Lateral foramen magnum (LFM): the most lateral point of the foramen magnum when viewed axially, vertically centered on the most convex point of the foramen when viewed coronally.
The central landmarks were chosen for their ease of identification and biologic relevance. From a developmental standpoint, the cranial base sets the foundation for craniofacial development. This cartilaginous core is represented well by Ba, V, CG, and S. N, ANS, IF, and PNS represent the anterior and inferior portion of the craniofacial complex. The lateral landmarks were also chosen because of their ease of identification and to represent various regions of the skull.

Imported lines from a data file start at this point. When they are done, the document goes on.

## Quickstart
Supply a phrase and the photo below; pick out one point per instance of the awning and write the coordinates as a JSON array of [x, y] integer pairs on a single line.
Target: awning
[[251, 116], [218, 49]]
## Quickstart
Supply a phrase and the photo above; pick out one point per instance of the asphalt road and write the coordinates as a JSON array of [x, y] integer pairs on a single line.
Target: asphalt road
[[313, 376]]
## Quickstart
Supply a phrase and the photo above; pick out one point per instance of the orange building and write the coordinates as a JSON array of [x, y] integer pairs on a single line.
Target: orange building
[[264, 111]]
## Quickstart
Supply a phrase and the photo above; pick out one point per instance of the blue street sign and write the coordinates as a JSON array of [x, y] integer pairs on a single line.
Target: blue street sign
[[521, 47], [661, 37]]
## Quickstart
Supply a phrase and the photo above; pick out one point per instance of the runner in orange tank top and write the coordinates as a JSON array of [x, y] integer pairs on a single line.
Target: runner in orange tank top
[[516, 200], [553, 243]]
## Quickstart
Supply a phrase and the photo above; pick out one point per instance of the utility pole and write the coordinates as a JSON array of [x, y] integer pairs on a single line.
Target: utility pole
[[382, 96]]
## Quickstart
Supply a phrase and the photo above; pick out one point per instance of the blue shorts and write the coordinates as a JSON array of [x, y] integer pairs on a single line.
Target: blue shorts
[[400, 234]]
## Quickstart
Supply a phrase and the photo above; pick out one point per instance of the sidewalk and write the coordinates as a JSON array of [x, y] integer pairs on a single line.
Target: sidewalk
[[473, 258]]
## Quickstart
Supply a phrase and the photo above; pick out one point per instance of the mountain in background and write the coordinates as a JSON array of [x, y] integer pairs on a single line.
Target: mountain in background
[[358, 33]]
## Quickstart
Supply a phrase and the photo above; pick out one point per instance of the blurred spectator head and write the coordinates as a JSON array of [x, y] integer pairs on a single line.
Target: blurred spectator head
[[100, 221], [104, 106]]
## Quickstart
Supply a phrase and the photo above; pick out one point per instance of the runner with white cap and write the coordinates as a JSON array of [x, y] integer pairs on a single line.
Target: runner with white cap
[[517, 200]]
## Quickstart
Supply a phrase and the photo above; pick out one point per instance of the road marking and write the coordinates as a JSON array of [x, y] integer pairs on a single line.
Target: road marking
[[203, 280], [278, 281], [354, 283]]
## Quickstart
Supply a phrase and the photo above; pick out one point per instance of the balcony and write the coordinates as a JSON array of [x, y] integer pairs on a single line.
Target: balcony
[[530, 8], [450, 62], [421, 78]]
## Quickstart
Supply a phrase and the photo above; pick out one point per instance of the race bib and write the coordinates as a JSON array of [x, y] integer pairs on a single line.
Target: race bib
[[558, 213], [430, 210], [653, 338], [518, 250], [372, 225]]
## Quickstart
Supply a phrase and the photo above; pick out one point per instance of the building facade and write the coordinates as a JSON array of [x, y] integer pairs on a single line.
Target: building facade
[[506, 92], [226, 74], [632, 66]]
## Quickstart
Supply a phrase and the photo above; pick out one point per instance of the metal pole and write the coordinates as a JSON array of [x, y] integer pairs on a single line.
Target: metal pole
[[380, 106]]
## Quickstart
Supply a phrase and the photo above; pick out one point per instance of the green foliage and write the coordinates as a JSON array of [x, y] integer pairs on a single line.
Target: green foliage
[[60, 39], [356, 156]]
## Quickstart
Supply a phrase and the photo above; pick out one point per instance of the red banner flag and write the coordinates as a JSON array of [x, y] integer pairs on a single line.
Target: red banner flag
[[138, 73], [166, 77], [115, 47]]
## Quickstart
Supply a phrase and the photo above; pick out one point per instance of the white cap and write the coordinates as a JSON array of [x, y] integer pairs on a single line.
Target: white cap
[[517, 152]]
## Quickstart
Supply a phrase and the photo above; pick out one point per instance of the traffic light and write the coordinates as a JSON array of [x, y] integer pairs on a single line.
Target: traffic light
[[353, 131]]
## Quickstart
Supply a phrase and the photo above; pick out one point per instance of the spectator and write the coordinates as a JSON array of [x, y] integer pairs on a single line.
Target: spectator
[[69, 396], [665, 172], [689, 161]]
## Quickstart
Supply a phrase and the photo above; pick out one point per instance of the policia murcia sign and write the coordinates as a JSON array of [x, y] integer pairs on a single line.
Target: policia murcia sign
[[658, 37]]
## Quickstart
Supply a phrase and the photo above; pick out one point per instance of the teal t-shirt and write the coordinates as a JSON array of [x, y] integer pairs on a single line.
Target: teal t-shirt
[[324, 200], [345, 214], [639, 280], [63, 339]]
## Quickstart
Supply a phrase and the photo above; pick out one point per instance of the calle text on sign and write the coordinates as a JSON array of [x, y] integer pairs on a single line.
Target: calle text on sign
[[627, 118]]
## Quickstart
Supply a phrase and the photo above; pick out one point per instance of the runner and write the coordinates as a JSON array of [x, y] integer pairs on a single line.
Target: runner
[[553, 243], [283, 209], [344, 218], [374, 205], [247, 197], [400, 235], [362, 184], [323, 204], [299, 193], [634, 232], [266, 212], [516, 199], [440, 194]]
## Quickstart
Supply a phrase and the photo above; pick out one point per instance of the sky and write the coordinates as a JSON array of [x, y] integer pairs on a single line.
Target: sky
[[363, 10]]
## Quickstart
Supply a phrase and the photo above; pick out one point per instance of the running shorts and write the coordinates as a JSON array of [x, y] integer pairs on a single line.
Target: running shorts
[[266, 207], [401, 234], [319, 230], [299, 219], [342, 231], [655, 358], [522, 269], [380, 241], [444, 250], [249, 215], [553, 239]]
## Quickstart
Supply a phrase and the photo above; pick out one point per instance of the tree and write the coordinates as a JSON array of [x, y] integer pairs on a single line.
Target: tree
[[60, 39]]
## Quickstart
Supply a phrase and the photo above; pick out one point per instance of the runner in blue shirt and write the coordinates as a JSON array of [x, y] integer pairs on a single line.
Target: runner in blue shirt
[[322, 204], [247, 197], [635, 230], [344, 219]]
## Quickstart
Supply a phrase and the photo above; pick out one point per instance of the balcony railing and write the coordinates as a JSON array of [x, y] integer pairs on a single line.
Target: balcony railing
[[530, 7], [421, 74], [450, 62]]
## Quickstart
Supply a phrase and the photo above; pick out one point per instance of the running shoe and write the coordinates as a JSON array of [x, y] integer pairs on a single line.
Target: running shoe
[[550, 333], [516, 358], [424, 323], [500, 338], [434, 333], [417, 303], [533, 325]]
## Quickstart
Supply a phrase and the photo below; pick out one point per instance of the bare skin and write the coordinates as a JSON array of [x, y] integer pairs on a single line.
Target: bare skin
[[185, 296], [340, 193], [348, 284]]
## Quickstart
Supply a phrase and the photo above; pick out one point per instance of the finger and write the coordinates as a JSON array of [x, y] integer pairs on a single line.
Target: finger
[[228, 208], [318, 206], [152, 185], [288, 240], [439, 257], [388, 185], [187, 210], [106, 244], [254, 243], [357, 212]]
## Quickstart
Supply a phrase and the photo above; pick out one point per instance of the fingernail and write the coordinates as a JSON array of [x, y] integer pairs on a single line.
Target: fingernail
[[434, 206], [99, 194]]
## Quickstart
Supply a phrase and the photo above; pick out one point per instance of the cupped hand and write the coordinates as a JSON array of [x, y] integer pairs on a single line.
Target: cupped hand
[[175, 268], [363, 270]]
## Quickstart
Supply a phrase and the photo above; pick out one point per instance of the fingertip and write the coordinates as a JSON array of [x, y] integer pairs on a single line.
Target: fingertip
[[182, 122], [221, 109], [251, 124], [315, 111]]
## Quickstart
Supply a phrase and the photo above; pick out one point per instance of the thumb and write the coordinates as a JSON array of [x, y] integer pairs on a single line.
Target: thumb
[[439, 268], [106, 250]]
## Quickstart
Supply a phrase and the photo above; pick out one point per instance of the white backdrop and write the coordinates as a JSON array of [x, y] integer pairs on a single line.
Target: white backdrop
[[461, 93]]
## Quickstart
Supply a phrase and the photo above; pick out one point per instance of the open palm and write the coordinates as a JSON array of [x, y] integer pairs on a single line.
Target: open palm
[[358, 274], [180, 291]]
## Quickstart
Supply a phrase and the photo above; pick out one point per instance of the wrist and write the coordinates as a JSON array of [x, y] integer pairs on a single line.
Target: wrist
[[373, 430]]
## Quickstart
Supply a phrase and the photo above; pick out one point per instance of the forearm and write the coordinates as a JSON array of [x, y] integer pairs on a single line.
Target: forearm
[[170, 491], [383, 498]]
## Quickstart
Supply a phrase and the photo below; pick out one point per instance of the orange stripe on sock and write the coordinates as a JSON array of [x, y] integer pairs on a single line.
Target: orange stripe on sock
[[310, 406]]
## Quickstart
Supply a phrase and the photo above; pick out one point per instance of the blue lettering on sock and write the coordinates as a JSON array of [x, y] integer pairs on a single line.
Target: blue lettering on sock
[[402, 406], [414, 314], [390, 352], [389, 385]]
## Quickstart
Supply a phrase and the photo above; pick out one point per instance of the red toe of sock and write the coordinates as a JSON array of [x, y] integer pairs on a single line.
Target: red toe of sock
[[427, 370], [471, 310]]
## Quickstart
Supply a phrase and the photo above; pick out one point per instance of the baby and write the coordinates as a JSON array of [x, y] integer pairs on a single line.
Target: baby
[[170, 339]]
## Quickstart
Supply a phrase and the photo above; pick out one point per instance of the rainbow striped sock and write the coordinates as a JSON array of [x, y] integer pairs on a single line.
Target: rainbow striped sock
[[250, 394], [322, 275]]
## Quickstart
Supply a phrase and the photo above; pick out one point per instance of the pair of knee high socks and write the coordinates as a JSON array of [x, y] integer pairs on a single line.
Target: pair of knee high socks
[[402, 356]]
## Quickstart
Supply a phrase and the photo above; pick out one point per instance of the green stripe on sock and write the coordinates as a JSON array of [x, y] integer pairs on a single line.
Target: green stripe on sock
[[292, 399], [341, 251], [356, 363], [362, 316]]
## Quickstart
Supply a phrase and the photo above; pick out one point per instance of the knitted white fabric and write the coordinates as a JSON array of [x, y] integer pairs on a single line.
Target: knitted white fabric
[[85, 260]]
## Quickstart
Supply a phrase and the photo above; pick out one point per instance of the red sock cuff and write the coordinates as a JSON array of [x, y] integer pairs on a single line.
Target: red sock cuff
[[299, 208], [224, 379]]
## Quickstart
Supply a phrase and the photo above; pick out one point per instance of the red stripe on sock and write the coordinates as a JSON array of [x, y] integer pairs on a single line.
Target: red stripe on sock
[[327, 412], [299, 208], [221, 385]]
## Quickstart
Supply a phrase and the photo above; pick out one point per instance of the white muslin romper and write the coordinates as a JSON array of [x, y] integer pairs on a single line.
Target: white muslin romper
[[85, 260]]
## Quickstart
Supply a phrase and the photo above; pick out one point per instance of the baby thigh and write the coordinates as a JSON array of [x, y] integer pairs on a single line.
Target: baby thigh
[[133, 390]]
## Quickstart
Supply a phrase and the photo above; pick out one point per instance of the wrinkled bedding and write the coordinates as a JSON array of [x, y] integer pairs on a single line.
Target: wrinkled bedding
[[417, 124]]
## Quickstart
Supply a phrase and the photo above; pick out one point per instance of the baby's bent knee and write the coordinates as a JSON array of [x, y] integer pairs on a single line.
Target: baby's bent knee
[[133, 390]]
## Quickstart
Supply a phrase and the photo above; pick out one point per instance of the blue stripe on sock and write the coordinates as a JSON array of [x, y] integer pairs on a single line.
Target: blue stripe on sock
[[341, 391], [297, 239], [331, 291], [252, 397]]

ZFS and Or represent the orbit, FSp and ACP represent the middle cranial fossa, Po represents the lateral extent of the skull, and LFM represents the posterior aspect of the posterior extent of the area of interest.
Landmarks of the mandible were not used since the mandible does not rigidly articulate with the rest of the skull. Because it is free to move, its development and position at the time of exposure may be subject to functional and environmental influence. Additionally, landmarks posterior to foramen magnum (eg, inion, opisthion) were not used since they are not visually relevant.
The general protocol for landmark selection included 3 steps: (1) locating the desired landmark in the sagittal view anteroposteriorly and superoinferiorly, (2) refining the landmark position mediolaterally from the coronal and axial views, and (3) selecting the landmark from the sagittal view. The 20 landmarks were selected for each of the 60 patients by the first author. The x, y, and z coordinates of all 1200 points were exported to Excel (Microsoft, Redmond, Wash), converted to Comma Separated Value format (*.csv), and then imported into the statistical computing software R (available at www.r-project.org ).
For each of the 60 adolescents, 3D coordinates of 8 central landmarks and 6 pairs of lateral landmarks were collected. The 6 midpoints of the lateral landmarks were then calculated as well. To establish an ideal definition of the MSP, the degree to which the 8 central points agree on 1 plane, compared with the 6 midpoints, was considered. To measure the coplanarity of a set of points, the following mathematical notions were used.
Let p 1 , … , p n be n points in 3D space. Let P be a plane. Let d i be the (perpendicular) distance from the point p i to the plane P. The mean absolute distance or mean absolute error (MAE) of the points with respect to the plane P is the mean of the distances. The mean square distance or mean square error (MSE) of the points with respect to the plane P is the mean of the squared distances.
Although MAE may be a more intuitive notion, MSE is more sensitive to outliers and has better mathematical properties. The plane of best fit for the points p 1 ,…, p n is the plane P that minimizes the MSE. It is a unique plane (assuming the points are not colinear) and may be calculated using linear algebra. The plane of best fit and the resulting MAE and MSE were then computed for both the 8 central landmarks and the 6 midpoints across all patients.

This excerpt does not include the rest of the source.